Green's background stretches across strategic planning, organization design and development, and leadership assessment and development. She has been responsible for successfully designing and constructing essential infrastructures in numerous organizations and has worked as both an internal and external resource for multinational corporations such as: The Coca-Cola Organization, AT&T, Dell Pc, Bass Hotels & Resorts, Expedia, RealNetworks, Microsoft and Google. She was previously president of The Ken Blanchard Businesses, a global consulting and training organization, and the biotech firm LumMed.
Her commitment to educating executives on how to be successful leaders and managers in today's changing world is evident with a verified track record of value-added delivery. As a sought-soon after speaker and consultant, she has received national recognition and in 2007 was honored as a dynamic business leader and role model receiving the Girls Who Mean Business Award.

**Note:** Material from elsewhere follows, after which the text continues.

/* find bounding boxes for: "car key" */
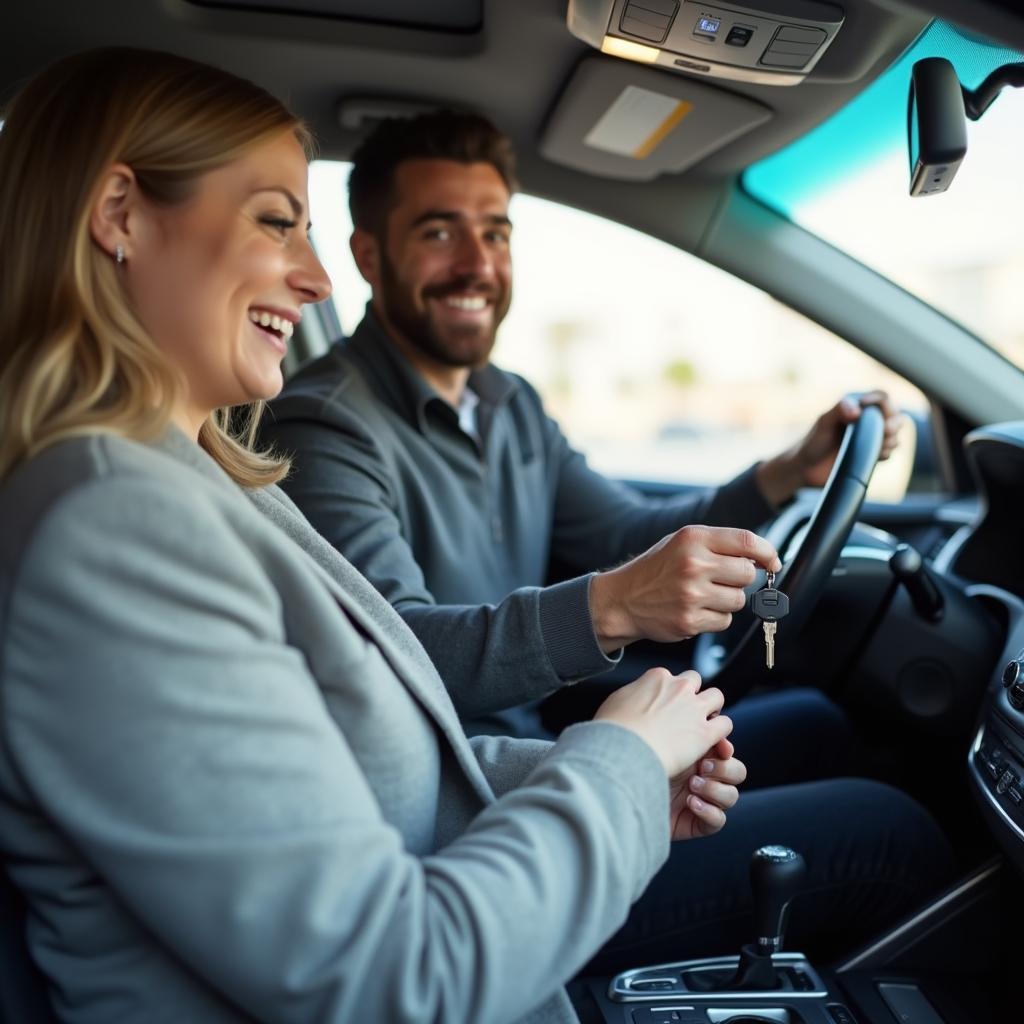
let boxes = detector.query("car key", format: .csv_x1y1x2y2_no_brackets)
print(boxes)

Holly conducts a lot more than 50 workshops annually for Vistage, the world's largest CEO membership organization. She is also a frequent keynote speaker for quite a few corporate and skilled associations. Her book, More Than A Minute: How To Be An Effective Leader & Manager In Today's Changing Worldhttp://www.MoreThanaMinute.com lends voice to her corporate experience and goes beyond the theory of leading and managing by supplying practical action oriented information..
Holly has a BA in behavioral sciences and Master of Science degree in organizational development from American University in Washington, D.C. She is presently on staff at Webster University exactly where she teaches courses in the graduate program. Holly also teaches for the University of California San Diego, Rady School of Management in the executive education program.